I have always struggled with understanding other individuals and I have always had trouble learning from my mistakes, but that is about to change. When I started blogging, I started to learn more about myself. he of the two weaknesses that I have always struggled with is accepting criticism and wondering what I did wrong because I think I am perfect!!! The other is interrupting which is a whole different story.
This year I am taking an English class which my learning support teacher is grading. She decided to come to class with me the other day to see how I was doing and to meet the teacher. When we left class she told me that I need to work on my note taking. She said that I don't write anything more than what the teacher has written down on the board. My immediate reaction was to tell her that that wasn't true and that I was doing perfectly fine. I even continued to give her examples of how perfect I did.
After the experience with my teacher, I looked back and realized that I had made a mistake. I talked back to my teacher and I wasn't accepting positive criticism. This may have impacted me because I felt like I was mentally mistreated last year by a teacher but maybe it was because I have aspergers and have trouble learning new things. I really don't know.

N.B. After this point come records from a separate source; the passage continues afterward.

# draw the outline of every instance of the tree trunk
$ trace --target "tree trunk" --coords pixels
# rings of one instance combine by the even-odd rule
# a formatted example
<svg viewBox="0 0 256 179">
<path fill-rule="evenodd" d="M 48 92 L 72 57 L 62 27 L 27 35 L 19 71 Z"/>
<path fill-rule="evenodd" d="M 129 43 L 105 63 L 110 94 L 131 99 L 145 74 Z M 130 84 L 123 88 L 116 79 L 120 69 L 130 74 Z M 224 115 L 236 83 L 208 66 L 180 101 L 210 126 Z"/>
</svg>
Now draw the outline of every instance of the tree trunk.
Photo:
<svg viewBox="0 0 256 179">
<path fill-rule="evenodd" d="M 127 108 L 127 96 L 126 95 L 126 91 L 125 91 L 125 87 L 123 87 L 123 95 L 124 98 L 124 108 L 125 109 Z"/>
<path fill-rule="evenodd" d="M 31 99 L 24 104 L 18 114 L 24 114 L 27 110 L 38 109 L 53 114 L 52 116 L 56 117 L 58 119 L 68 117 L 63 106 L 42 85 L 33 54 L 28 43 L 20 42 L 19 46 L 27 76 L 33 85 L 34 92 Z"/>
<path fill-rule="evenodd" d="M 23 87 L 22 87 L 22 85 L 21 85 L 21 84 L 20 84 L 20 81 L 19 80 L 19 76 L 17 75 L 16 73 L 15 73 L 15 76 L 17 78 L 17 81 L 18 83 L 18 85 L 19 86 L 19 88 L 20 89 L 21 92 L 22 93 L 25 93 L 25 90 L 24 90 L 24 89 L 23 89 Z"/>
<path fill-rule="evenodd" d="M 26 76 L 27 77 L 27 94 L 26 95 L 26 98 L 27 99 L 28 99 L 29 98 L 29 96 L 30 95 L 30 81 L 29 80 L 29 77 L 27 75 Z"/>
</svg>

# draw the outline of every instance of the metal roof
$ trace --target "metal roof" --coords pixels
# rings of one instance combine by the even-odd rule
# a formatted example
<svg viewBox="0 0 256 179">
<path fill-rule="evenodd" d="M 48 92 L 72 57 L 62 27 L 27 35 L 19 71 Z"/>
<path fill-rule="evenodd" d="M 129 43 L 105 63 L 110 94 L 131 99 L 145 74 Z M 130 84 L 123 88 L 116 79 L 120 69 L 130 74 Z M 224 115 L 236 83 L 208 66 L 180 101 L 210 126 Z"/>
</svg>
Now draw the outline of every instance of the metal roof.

My goal this year is to open my eyes a little wider. I need to open my eyes and accept criticism. I need to stop saying no and stop saying sorry when I make a mistake. I need to accept the criticism and run with it.
One other goal that I met that I thought I would never meet is understanding when others don't want to talk. I met up with my old high school friends. I was talking with them, but they would turn my head. This was the first time that I actually picked up that they weren't interested in listening to me. What did I do? I continued to be very stubborn and I continued to ramble on. I was happy that I had learned something and that I was just going to do what I wanted that that moment. At least I know what is happening and I have learned something.
The next thing to work on because I always need to work on is to stop taking a mile when someone gives me a inch. Yesterday I went to see the psychologist/autism specialist that go to see and she was very impressed with the progress I have made. She had me leave with absolutely now goals except to be happy and to adjust to school since I was doing so well and since I had a lot of stuff going on. We ended up having company over this weekend and I made a fool out of myself. It really doesn't help that my mom treated me to a mcdonald's sweet tea with light ice. Today I hope to do better and to think about only taking an inch and still enjoy myself.